Thanks goodness, some Aussie and New Zealand brands came to the rescue and I bought shoes from Minx, Ziera, Diana Ferrari and Supersoft, plus a great new Fijian brand called Dahia Shoes. But my real saviour was the US brand, J.Renee who have their own warehouse in Texas and have amazing shoes, both in number and in style. Overall, however, it meant I had a smaller than normal winter range of shoes and I didn’t have many boots or flats as it was so “late” in the season, but at least I had some stock!
I also bought from many more labels for summer, trying to focus on shoes that were not nanna-like or boring. I tried to not just get shoes that I like (but that’s so tempting and so easy to do!) but designs that I thought others would appreciate. Of course, even after just nine weeks of trading, I have such a better idea of what women want but I won’t be able to put this knowledge into use, and for customers to benefit from it, until next winter in 2013!Of course, I’m assured by those in the trade, one can never get it completely right. Just now, as I write this, a woman has come in and walked around the shop. I could sense she wasn’t happy with the choices and she left without a word. That still kind of hurts but I have to learn that I can’t be everything to everyone. Oh, and not to take it personally!
As I’m a visual person, the best way I have worked out to buy my shoes is to cut out pictures from catalogues and stick them up on a wall. This way, I ensure I don’t duplicate looks, colours or styles and that I have a range of heel heights (many more flats are coming!), a range for any number of occasions (casual, work, party, bridal etc), a range of colours (so many people still want black shoes; it surprises me, but I’m listening) and a range of prices. This last one is a big one. I always want to ensure that the majority of shoes at The Shoe Garden are in the $100 to $200 bracket.
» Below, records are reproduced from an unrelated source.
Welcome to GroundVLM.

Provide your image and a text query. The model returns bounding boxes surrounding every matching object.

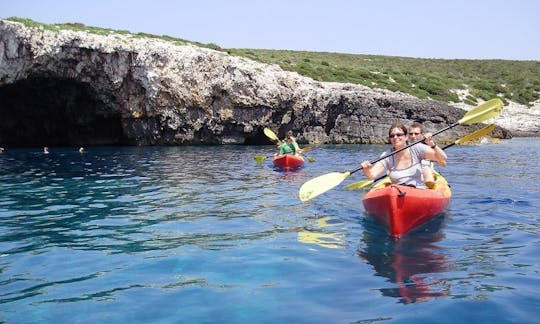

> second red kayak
[362,172,451,237]
[273,154,305,169]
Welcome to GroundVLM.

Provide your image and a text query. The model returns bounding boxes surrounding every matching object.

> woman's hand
[361,161,373,178]
[361,160,384,179]
[361,161,372,169]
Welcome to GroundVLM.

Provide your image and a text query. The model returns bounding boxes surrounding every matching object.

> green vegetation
[225,49,540,106]
[6,17,540,107]
[6,17,200,47]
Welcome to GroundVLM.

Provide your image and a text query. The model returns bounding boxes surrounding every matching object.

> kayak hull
[273,154,304,169]
[362,173,451,237]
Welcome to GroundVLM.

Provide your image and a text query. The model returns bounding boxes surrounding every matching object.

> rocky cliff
[0,19,510,147]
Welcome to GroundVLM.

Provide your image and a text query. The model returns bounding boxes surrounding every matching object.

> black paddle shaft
[360,140,457,184]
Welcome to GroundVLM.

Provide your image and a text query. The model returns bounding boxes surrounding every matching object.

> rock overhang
[0,19,512,148]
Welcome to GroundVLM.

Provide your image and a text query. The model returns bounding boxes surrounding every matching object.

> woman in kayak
[278,131,303,155]
[360,122,447,189]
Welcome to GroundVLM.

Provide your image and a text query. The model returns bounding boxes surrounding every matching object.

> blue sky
[2,0,539,60]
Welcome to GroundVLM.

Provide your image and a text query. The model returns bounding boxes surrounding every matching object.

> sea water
[0,138,538,323]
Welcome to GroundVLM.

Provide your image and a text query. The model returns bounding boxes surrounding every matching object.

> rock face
[0,20,511,147]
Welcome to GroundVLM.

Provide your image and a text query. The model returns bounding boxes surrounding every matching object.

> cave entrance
[0,77,128,148]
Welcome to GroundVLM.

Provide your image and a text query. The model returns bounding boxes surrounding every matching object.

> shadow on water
[357,213,452,304]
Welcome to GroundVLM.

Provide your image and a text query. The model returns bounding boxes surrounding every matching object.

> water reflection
[0,146,300,257]
[297,217,347,249]
[358,214,451,304]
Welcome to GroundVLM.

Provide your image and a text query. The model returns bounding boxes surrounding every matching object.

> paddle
[343,123,497,190]
[443,123,497,148]
[256,128,315,162]
[253,155,272,163]
[253,128,282,163]
[264,127,280,142]
[298,98,504,202]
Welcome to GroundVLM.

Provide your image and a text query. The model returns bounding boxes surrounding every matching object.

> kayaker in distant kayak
[408,122,446,188]
[278,131,303,155]
[360,122,447,189]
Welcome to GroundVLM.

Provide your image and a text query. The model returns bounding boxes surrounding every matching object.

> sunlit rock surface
[0,19,511,147]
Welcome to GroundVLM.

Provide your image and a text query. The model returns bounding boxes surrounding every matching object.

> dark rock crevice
[0,77,128,147]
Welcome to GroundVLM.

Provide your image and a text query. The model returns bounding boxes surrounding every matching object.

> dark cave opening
[0,77,128,148]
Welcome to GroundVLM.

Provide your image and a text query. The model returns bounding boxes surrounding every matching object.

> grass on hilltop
[6,17,540,107]
[226,49,540,107]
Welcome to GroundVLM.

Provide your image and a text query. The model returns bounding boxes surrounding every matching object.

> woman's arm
[361,161,385,179]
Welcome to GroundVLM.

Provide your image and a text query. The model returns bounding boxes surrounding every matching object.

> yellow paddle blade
[253,155,268,163]
[458,98,504,125]
[454,123,496,144]
[299,172,351,202]
[344,180,374,190]
[307,157,315,163]
[263,128,279,142]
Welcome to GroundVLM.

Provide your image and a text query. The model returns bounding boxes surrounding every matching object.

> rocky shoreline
[450,99,539,137]
[0,19,528,148]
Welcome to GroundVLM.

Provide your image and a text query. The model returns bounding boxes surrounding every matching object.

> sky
[1,0,539,60]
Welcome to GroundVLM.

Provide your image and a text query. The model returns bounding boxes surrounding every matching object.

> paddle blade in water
[254,156,267,163]
[263,128,279,142]
[299,172,350,202]
[458,98,504,125]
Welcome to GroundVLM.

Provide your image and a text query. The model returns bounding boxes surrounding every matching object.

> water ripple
[0,141,538,323]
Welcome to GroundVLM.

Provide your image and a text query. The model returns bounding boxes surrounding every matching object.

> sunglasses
[389,133,405,138]
[409,132,422,136]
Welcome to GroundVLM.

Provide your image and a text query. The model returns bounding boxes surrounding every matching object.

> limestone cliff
[0,19,510,147]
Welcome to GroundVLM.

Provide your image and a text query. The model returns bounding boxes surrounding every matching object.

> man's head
[408,122,424,142]
[286,130,293,141]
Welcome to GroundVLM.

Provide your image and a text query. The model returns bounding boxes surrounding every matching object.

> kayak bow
[362,172,451,237]
[273,154,305,169]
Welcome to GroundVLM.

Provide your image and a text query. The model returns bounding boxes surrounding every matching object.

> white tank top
[382,144,428,188]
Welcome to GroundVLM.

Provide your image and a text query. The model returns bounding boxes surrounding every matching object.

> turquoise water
[0,138,539,323]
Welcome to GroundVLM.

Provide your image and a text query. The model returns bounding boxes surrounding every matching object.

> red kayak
[362,172,451,237]
[273,154,304,169]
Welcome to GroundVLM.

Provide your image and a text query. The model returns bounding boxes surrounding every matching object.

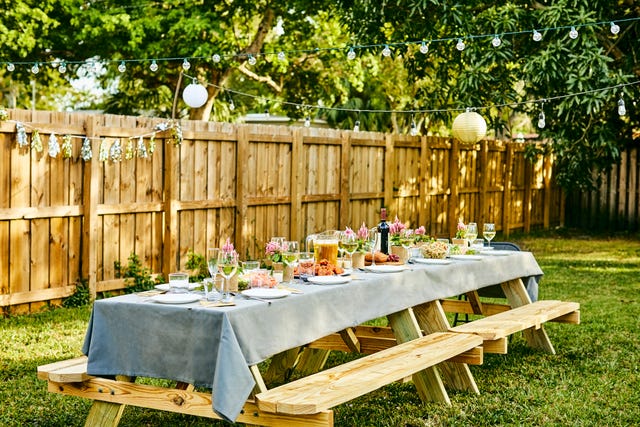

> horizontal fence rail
[0,109,563,313]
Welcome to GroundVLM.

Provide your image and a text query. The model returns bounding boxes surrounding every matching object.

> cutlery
[232,292,272,305]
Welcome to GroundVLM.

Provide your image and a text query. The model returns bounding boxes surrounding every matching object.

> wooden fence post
[339,130,352,230]
[384,134,394,210]
[418,135,429,228]
[523,152,533,233]
[448,138,460,239]
[235,125,249,258]
[478,140,489,227]
[82,115,100,300]
[543,148,552,229]
[502,143,514,238]
[163,127,179,275]
[290,127,304,241]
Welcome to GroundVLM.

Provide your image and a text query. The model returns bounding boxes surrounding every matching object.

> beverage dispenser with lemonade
[307,230,340,267]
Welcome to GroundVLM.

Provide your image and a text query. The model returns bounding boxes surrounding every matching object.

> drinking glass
[367,227,379,266]
[168,272,189,293]
[483,223,496,248]
[283,241,300,284]
[298,251,315,279]
[399,229,415,261]
[217,251,238,302]
[206,248,220,279]
[340,231,358,271]
[466,222,478,243]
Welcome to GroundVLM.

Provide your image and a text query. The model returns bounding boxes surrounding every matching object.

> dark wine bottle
[378,208,390,254]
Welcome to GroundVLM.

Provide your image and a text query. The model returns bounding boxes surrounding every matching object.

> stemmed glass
[399,229,415,261]
[340,231,358,271]
[483,223,496,248]
[283,241,300,285]
[207,248,220,279]
[466,222,478,244]
[217,251,238,302]
[367,227,379,266]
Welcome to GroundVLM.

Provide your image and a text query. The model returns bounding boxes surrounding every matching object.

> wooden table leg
[84,375,131,427]
[413,300,480,394]
[262,347,303,385]
[501,279,556,354]
[387,308,451,405]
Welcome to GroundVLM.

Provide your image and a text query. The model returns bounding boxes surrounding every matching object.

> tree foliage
[1,0,639,190]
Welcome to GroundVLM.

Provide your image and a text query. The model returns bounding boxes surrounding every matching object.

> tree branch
[237,62,283,93]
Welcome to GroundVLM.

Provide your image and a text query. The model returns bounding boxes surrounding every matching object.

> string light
[304,115,311,127]
[618,96,626,116]
[7,63,14,72]
[277,51,286,61]
[532,29,543,42]
[610,22,620,35]
[212,54,221,63]
[419,41,429,54]
[537,103,546,129]
[569,26,579,39]
[491,35,502,47]
[410,116,418,136]
[347,47,356,60]
[149,60,158,72]
[31,62,40,74]
[118,61,126,73]
[382,45,392,57]
[58,60,67,74]
[456,38,466,51]
[248,54,257,65]
[353,120,360,132]
[182,58,191,70]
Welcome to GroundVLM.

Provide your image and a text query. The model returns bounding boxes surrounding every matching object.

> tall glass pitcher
[311,230,340,266]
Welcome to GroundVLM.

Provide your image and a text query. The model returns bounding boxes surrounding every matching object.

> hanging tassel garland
[48,133,60,158]
[148,134,156,154]
[62,135,73,158]
[109,139,123,162]
[171,123,183,145]
[137,136,148,158]
[125,139,135,160]
[81,137,93,161]
[16,122,28,147]
[31,129,43,152]
[98,139,109,162]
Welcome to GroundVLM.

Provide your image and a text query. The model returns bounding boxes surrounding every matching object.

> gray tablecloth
[82,251,543,422]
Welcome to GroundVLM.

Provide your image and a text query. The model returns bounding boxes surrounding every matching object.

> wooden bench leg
[501,279,556,354]
[263,347,303,385]
[295,348,331,377]
[413,301,480,394]
[387,308,451,405]
[85,401,125,427]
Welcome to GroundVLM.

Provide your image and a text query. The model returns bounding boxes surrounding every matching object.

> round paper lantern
[452,109,487,143]
[182,83,208,108]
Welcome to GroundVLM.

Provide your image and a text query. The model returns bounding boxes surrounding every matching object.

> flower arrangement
[356,223,369,253]
[455,220,467,239]
[413,226,431,243]
[222,238,238,257]
[265,240,284,263]
[389,216,406,245]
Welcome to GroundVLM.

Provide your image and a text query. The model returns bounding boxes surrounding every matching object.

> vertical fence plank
[502,143,514,238]
[82,116,100,299]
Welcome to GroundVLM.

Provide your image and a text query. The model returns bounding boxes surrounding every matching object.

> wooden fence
[566,146,639,231]
[0,109,563,313]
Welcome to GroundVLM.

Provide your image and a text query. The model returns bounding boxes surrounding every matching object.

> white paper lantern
[452,110,487,143]
[182,83,208,108]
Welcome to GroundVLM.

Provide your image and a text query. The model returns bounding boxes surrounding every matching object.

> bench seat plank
[256,332,483,415]
[37,356,91,382]
[450,300,580,341]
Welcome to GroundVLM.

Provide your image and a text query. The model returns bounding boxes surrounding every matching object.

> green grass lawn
[2,230,639,426]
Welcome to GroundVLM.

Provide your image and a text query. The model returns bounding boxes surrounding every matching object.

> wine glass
[399,229,415,262]
[340,231,358,271]
[367,227,379,266]
[283,241,300,284]
[466,222,478,243]
[217,251,238,302]
[206,248,220,279]
[483,223,496,248]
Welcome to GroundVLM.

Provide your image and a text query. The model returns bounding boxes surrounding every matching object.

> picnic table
[38,251,579,426]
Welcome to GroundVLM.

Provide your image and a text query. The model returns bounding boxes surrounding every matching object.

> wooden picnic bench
[37,331,483,426]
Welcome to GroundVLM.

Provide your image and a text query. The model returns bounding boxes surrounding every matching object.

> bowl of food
[420,241,449,259]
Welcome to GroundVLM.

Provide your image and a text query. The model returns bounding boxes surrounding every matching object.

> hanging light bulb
[212,54,221,63]
[248,54,257,65]
[277,51,286,61]
[532,29,543,42]
[228,99,235,111]
[304,116,311,127]
[182,58,191,70]
[537,108,546,129]
[149,60,158,72]
[31,62,40,74]
[58,60,67,74]
[118,61,126,73]
[347,47,356,60]
[382,44,391,57]
[410,118,418,136]
[618,96,626,116]
[182,79,208,108]
[353,120,360,132]
[7,63,15,72]
[491,35,502,47]
[419,41,429,54]
[610,22,620,35]
[569,26,579,39]
[456,38,466,51]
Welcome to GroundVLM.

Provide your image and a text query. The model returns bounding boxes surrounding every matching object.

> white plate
[365,265,407,273]
[480,250,514,256]
[307,275,352,285]
[242,288,291,299]
[155,283,200,292]
[449,254,484,261]
[412,258,452,265]
[150,293,201,304]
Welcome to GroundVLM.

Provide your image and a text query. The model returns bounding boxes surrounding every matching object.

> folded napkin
[200,300,236,308]
[137,290,166,297]
[277,286,303,294]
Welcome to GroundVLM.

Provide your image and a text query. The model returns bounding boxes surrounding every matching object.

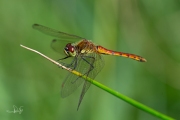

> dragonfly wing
[61,57,89,98]
[77,80,91,110]
[61,71,84,98]
[85,53,105,80]
[61,52,104,99]
[76,52,105,110]
[33,24,85,40]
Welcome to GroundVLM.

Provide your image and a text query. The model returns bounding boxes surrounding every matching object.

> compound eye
[64,43,76,56]
[65,43,74,52]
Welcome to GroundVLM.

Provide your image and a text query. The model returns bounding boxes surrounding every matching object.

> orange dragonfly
[33,24,146,110]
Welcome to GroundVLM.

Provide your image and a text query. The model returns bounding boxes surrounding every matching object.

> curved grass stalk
[20,44,175,120]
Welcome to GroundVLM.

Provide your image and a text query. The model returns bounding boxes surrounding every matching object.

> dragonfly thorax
[64,43,77,57]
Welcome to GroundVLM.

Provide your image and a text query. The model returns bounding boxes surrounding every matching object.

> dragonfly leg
[57,56,70,61]
[81,56,95,71]
[56,56,77,68]
[71,56,78,70]
[56,56,70,68]
[77,56,95,78]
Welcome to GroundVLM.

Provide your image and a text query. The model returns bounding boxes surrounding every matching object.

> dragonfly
[32,24,146,110]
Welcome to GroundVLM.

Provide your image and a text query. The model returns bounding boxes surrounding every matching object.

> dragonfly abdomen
[97,46,146,62]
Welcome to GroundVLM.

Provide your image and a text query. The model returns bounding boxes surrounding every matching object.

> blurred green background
[0,0,180,120]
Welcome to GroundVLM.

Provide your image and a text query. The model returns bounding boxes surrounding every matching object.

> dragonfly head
[64,43,76,57]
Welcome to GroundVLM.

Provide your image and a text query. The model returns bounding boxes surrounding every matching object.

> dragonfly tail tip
[140,58,147,62]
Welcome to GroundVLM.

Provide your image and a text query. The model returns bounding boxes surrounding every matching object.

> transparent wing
[61,52,104,98]
[61,56,89,98]
[61,51,104,109]
[33,24,85,54]
[32,24,85,40]
[76,53,104,110]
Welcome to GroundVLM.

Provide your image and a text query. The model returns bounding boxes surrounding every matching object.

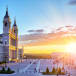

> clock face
[14,30,16,33]
[4,22,7,27]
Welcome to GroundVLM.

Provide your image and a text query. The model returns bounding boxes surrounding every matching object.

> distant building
[18,48,24,59]
[0,8,18,62]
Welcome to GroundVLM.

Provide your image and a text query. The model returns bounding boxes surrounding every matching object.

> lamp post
[70,53,72,76]
[57,62,58,76]
[4,54,8,68]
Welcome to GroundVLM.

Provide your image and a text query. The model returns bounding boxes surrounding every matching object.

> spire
[12,18,18,35]
[13,17,17,26]
[4,6,9,18]
[14,17,16,24]
[6,7,8,15]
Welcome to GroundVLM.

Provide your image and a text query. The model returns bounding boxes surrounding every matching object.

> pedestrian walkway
[19,60,36,73]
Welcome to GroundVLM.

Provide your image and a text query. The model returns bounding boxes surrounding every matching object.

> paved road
[36,60,40,73]
[0,59,76,76]
[19,60,36,73]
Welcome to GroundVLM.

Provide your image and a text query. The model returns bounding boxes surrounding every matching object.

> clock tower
[3,7,11,34]
[2,7,11,62]
[0,7,19,62]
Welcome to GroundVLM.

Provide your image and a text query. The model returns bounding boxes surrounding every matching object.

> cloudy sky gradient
[0,0,76,35]
[1,0,76,54]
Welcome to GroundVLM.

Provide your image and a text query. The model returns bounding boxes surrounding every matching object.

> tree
[0,67,6,73]
[46,67,49,73]
[7,67,11,72]
[1,67,5,72]
[52,67,56,73]
[57,67,61,74]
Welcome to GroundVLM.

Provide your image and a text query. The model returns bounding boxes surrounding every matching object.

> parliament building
[0,8,18,62]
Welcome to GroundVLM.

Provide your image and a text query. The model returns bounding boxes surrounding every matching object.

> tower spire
[4,6,9,18]
[14,17,16,24]
[12,17,18,36]
[13,17,17,26]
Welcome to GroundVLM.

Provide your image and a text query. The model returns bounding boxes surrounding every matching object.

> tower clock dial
[4,22,7,27]
[14,30,16,33]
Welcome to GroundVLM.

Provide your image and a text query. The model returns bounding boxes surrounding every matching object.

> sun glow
[66,43,76,53]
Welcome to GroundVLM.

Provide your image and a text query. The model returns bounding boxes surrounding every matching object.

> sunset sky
[0,0,76,54]
[0,0,76,35]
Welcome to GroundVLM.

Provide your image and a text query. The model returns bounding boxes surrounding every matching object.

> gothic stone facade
[0,8,18,62]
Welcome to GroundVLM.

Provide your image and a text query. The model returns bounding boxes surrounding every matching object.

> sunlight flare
[66,43,76,53]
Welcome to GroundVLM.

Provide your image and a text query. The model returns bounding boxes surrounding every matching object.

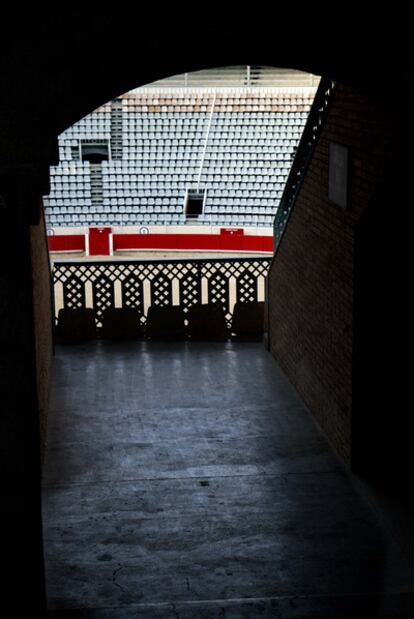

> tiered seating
[44,86,316,228]
[60,102,111,142]
[46,163,92,226]
[203,92,309,227]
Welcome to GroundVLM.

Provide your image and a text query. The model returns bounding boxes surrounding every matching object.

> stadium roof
[137,66,320,90]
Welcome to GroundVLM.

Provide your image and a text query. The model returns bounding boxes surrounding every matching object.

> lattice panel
[53,258,271,328]
[151,272,172,307]
[62,274,86,310]
[121,274,144,313]
[92,275,115,327]
[207,270,231,318]
[237,270,258,304]
[179,268,201,313]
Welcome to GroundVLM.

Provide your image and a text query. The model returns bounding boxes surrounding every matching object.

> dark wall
[0,184,46,609]
[30,204,54,459]
[268,83,392,465]
[1,9,412,168]
[353,116,414,491]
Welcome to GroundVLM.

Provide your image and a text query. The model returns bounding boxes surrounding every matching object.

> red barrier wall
[47,235,85,252]
[48,232,274,253]
[113,233,273,253]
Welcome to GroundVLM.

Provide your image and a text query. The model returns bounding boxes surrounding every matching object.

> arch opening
[39,64,414,617]
[2,15,414,616]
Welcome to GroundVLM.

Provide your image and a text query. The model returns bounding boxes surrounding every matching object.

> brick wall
[30,203,54,460]
[268,83,391,465]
For too long, women with longer feet have had to pay high prices for shoes they don’t really like as there has been no choice.
So next month, I will be shopping again for The Shoe Garden for winter shoes that probably won’t arrive until February or March 2013, and I will do so with as much enthusiasm and excitement as my first time, but also thankfully with some feedback under my belt and greater awareness too.